The operation of the Data Lake and it connection to the SIL is described in Fig. 2. Data analytics methods (e.g. anomaly detection) need raw data stored in the distributed storages of the IoT platforms (e.g. the most recent sensor measurements), as well as specific metadata (e.g. pre-computed anomaly detection thresholds). The raw data are requested from the Data Integration Engine, while the metadata from the Metadata Storage Component. In order to collect the raw data, the Data Integration Engine submits a query to the SIL, written with the naming conventions of the unified ACTIVAGE ontology. The SIL translates the query to the platform-specific data models. The IoT platforms retrieve the requested data from their storage and return them to the SIL, which translates them to the ACTIVAGE ontology and sends them back to the Data Integration Engine. The latter combines the multiple sets of returned results and sends them to the data analytics component. At the same time, the Metadata Storage Component retrieves the requested metadata and sends them to the data analytics component as well. The data analytics method now has all the necessary information to produce the requested output (e.g. the detected anomalies).
3.3 Data Analytics and Information Visualization
The top layers in the ACTIVAGE architecture are the data analytics and information visualization layers, which provide meaningful representations of the raw data to the human operator. IoT applications are usually targeted at monitoring an environment, e.g. a person, a house, a city, etc, in order to facilitate decision making. In the context of e-health for older people, which is the primary target of the ACTIVAGE project, the purpose is to facilitate clinicians in monitoring an individual’s health and taking proper actions, or to facilitate researchers in monitoring large sets of individuals and discover correlations. The focus of data analytics is thus on methods that extract representative features, find correlations, detect anomalies in usual behavior (e.g. to trigger alarms), and cluster objects (patients, devices, etc.) in groups of similar characteristics.
Existing data analytics methods are used in ACTIVAGE, covering the tasks outlined in Sect. 2: feature extraction, dimensionality reduction, anomaly detection and clustering. Table 1 summarizes the data analytics methods used in ACTIVAGE. This is not an exhaustive list, since other methods may be included as needed by IoT applications. Information visualization aims to produce descriptive graphical summaries of the raw data, allowing the operator to have a comprehensive overview of the data and explore them in order to detect interesting patterns. Table 1 summarizes the visualization methods used in ACTIVAGE. Commonly used visualization methods, such as bar charts and line plots are used, as well as more sophisticated graph-based visualizations for visualizing similarities and differences among objects.
4 Preliminary Evaluation
The proposed architecture is currently being evaluated using a smart home scenario and a smart mobility scenario. The purpose of the smart home scenario is to monitor the health status of older people as they perform activities of daily living, and assist the clinician in decision making through data analytics services. Environment and activity detection sensors are installed in the older person’s home, constantly measuring temperature/humidity, CO levels, person motion and door/window opening. Two medical devices, a blood pressure monitor and a blood glucose measurement device, are also used at specific times within the day. All devices are connected to the gateways via Bluetooth, ZigBee and ZWave protocols, while the universAAL [27] and IoTivity [20] platforms are used for their management. The scenario is currently being installed in testhomes, in order to be further deployed in several Greece municipalities, during the next period, with 500 scheduled participants in total. The purpose is to allow centralized management and analysis of the collected data by healthcare professionals.
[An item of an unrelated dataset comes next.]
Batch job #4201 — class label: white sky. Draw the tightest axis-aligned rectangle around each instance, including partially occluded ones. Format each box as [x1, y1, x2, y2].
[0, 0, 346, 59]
In the mobility scenario, the purpose is to monitor and assist the older person while moving in a city, providing information and alerts when needed. The sensors involved include Bluetooth detectors installed at intersections for detecting bypassing devices, connected traffic signals, taxi data collectors, environmental pollutant detectors and pedestrian presence detectors. The FIWARE [25] IoT platform is being used for device and data management, with the aim to use more IoT platform types in the future, as part of a larger deployment. The scenario is currently being installed in test sites, with the purpose of being further deployed in Greece municipalities, with 500 scheduled participants. The purpose is to monitor the environment and the participants’ movements, analyzing the collected data to provide notifications when certain patterns are detected.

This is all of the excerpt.